Slathered with fresh butter, or homemade jams, or honey, it’s the ultimate comfort food. I love making all different types of bread from honey wheat, to sourdough and also this amazing French bread.
Bread was so important, that back in the 1700’s, a Frenchman was said to eat 3 pounds a day.
If bread supplies ran short, or the quality was bad, riots resulted. There were even changes in the very language that reflected bread’s importance, the English phrase of: “to be the bread-winner” was made common to flaunt their victories over French territories. It truly was the “bread of life’. During the Middle Ages, breadmaking was primarily done at home, but more and more, people took their dough to be baked at a local bakery. This was done with a wood-fired oven, and using long handled paddles to move the bread in and out of the oven. True “French bread” has only 4 ingredients, yeast, flour, salt and water.
This recipe is truly great for the homestead, as it requires little ingredients to be stored.
The kneading techniques traditionally used with this is what brought about a great flavor and rise.
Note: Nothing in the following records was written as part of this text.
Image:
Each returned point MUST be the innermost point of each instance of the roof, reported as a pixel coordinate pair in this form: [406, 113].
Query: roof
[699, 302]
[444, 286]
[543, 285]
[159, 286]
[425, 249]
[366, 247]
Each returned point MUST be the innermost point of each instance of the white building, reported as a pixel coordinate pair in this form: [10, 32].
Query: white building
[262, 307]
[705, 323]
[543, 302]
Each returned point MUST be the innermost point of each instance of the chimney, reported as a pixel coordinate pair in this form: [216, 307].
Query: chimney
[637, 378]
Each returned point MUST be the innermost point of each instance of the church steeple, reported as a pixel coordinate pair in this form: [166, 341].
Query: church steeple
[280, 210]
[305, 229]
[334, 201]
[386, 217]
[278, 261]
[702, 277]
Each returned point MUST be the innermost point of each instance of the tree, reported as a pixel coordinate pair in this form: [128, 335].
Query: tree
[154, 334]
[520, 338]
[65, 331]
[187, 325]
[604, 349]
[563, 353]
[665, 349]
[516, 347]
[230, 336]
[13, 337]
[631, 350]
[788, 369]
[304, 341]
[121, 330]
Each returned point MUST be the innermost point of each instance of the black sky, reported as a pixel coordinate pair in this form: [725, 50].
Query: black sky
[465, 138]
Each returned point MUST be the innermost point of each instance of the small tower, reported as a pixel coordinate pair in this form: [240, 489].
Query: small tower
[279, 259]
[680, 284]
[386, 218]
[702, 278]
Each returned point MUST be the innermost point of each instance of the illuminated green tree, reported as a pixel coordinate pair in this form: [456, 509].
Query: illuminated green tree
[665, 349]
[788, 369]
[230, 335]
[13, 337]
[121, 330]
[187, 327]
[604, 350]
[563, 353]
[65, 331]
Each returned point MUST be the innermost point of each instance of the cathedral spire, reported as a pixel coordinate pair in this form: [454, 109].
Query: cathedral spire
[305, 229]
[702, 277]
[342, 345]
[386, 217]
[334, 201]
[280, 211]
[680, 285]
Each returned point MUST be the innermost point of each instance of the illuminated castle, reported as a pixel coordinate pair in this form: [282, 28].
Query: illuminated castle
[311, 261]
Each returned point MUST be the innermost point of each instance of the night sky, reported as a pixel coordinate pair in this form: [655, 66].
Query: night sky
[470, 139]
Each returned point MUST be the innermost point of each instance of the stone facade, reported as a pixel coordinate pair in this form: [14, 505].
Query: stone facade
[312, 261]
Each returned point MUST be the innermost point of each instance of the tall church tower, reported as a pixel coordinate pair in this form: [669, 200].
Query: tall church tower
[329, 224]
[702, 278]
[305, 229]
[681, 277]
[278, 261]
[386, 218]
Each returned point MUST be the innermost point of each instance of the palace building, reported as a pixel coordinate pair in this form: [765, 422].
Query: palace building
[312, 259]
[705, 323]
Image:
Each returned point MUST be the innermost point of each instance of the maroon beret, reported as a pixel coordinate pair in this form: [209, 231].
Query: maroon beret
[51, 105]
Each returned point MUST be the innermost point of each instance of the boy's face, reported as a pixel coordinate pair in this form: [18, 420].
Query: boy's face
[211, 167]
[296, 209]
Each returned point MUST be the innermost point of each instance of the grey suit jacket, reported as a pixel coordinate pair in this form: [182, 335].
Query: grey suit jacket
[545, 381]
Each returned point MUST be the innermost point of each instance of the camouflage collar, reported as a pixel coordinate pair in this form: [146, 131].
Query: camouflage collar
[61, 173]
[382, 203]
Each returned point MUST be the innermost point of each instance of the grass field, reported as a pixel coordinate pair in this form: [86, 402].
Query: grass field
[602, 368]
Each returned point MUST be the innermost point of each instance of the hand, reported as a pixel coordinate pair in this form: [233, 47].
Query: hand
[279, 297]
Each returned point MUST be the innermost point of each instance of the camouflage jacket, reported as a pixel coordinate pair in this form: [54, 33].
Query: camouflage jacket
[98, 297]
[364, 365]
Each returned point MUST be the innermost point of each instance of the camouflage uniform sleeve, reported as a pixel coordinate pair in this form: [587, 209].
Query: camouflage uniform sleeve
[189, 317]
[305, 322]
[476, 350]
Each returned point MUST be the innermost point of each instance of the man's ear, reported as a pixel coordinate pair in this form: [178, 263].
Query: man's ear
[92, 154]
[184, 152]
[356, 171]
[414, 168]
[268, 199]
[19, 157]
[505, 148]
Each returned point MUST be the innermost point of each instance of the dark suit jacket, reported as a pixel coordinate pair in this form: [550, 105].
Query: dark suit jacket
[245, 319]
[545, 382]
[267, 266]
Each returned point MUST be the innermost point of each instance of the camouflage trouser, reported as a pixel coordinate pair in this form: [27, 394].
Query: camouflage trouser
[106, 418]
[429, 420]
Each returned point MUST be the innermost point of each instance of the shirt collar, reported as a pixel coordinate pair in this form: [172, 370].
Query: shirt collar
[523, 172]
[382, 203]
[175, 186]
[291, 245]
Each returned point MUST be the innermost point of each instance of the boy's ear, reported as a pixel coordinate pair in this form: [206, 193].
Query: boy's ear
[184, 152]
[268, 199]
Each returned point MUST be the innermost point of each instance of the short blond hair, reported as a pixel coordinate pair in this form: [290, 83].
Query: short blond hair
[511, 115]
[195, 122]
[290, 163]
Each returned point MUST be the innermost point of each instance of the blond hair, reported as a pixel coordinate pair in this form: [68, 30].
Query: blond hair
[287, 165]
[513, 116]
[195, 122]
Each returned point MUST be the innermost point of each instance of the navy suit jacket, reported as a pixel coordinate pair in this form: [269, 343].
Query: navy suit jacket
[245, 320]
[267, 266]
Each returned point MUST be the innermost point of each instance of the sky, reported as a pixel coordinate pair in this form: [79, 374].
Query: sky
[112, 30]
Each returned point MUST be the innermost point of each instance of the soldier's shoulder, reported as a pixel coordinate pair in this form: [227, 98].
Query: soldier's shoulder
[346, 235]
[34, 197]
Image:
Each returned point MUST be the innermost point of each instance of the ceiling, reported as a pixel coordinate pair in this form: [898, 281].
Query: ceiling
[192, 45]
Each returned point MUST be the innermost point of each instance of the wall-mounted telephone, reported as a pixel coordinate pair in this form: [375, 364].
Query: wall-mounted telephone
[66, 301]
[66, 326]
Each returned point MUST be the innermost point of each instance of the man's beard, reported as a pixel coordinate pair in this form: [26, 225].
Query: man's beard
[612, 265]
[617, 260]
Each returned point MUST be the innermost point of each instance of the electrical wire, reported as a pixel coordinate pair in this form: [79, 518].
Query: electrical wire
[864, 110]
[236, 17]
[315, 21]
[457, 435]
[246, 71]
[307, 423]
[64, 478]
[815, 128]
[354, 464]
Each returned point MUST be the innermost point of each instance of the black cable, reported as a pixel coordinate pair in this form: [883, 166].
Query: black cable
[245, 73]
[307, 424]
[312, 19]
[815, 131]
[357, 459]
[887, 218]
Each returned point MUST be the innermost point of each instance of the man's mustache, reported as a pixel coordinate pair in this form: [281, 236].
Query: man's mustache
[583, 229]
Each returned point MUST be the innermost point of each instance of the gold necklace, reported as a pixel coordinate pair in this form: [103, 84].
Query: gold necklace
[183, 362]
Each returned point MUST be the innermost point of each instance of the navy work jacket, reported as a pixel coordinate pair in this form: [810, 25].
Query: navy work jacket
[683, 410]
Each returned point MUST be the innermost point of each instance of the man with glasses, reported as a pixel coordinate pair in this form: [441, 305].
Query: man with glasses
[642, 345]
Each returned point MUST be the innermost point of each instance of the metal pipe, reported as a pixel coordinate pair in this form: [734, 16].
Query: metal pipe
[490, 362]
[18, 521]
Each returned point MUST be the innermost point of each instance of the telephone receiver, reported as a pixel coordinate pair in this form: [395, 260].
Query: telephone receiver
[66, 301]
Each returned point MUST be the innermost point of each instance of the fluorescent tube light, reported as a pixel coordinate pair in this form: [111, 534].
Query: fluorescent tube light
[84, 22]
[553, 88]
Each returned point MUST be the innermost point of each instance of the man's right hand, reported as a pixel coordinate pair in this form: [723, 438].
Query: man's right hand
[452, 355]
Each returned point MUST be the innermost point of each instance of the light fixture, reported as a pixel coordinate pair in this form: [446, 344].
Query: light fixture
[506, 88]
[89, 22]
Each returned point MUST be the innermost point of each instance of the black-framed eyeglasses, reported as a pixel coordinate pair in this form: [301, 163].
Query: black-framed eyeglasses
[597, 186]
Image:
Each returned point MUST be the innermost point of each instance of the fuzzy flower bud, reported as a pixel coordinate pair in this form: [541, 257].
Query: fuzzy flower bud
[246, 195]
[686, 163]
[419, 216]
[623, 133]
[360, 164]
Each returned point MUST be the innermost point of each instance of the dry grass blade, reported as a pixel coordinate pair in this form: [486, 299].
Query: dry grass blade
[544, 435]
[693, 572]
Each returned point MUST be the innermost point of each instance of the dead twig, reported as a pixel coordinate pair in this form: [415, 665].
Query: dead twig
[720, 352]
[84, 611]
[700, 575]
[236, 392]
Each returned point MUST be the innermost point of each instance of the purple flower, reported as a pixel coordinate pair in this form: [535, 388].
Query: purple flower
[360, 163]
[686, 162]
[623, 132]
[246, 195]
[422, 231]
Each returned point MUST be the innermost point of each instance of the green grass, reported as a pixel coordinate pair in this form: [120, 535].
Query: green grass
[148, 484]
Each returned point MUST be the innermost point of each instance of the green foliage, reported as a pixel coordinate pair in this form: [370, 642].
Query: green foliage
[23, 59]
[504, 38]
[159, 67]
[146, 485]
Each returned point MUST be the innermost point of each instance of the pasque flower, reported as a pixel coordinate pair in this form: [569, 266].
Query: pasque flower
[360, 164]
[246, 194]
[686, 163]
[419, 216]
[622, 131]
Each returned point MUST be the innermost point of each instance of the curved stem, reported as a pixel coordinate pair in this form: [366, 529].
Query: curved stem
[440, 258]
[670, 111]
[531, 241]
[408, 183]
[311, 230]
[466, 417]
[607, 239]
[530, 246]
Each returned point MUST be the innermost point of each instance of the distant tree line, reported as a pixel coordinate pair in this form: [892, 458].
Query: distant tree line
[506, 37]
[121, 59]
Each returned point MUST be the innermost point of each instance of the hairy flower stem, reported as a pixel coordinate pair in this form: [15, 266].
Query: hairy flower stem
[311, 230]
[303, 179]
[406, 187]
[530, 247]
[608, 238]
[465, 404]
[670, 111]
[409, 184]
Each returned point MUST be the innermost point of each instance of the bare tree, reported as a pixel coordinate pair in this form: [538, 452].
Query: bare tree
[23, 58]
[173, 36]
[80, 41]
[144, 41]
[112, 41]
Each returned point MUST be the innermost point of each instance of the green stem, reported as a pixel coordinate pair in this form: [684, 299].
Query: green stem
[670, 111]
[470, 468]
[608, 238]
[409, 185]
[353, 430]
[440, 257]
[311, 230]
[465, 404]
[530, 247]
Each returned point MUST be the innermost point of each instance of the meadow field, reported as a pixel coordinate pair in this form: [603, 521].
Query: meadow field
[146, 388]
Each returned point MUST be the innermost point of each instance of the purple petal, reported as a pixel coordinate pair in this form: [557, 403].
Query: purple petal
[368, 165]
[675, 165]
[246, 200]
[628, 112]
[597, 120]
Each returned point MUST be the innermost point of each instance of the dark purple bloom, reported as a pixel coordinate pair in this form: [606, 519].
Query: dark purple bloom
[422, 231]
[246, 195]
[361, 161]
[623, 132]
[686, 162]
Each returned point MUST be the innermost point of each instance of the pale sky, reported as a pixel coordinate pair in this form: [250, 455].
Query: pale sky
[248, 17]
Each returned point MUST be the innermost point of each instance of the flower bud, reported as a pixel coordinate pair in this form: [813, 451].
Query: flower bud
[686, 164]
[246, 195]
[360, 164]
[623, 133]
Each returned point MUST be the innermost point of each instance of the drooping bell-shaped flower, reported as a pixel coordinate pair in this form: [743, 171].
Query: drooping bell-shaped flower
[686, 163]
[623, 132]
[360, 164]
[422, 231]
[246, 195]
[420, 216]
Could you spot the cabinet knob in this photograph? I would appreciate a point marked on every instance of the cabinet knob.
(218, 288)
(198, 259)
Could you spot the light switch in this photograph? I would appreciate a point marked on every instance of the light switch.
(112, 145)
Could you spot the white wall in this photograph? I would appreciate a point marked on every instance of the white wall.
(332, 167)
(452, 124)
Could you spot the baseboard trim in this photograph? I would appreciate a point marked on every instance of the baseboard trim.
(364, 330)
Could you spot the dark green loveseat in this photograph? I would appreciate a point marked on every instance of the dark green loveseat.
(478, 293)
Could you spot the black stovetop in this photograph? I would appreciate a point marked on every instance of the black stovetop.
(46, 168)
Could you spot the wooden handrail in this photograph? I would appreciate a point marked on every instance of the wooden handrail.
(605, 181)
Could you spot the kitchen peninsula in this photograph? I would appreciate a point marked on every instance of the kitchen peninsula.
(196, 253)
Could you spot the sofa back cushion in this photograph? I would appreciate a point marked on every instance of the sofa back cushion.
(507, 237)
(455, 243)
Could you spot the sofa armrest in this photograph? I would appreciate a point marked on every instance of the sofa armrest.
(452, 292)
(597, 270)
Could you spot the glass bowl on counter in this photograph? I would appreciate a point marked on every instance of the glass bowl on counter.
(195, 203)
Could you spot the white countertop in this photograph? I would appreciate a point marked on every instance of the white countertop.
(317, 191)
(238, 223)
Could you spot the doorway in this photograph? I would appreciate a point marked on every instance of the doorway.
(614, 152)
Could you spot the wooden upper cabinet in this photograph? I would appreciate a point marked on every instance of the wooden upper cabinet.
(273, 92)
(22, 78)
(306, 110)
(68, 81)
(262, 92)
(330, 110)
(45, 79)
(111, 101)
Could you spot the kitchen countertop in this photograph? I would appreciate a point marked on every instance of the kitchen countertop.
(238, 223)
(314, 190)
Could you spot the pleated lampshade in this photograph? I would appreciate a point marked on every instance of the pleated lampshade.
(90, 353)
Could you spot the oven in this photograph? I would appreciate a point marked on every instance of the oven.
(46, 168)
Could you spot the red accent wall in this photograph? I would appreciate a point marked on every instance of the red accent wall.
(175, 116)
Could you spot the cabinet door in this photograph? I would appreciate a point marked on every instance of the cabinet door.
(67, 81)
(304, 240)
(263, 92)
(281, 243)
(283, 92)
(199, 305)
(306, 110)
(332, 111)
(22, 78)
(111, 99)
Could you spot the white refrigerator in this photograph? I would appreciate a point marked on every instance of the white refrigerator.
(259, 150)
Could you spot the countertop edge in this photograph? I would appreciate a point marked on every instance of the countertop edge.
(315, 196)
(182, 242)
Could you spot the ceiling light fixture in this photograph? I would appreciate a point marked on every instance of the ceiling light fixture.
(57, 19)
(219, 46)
Today, I use a stand mixer to get the same results. If you want “authentic”, you will need to knead the dough for 7-10 minutes in order to develop the gluten and get a fluffy loaf. All you need to make a loaf of wonderful bread:
Dissolve the yeast in the warm water.
Add the oil and stir. Add the salt to the flour, and add in 1/2 cup increments while mixing. Knead by hand or mixer for about 10 minutes. Let rise in a warm place until doubled, about an hour. Punch down, and shape into loaf, and using a sharp knife, slice carefully down the middle of the loaf, about 1/4″ down. I sprinkle the bottom of the baking sheet with a bit of cornmeal to help keep it from sticking, as well as add an interesting crunchy factor. Allow to rise 30 more minutes and bake in oven at 350 degrees for 30 minutes. You will want to put the bread in a cold oven, set the temp, and then the timer. As the oven warms, it gives the yeast a bit of help rising and this is called “spring”.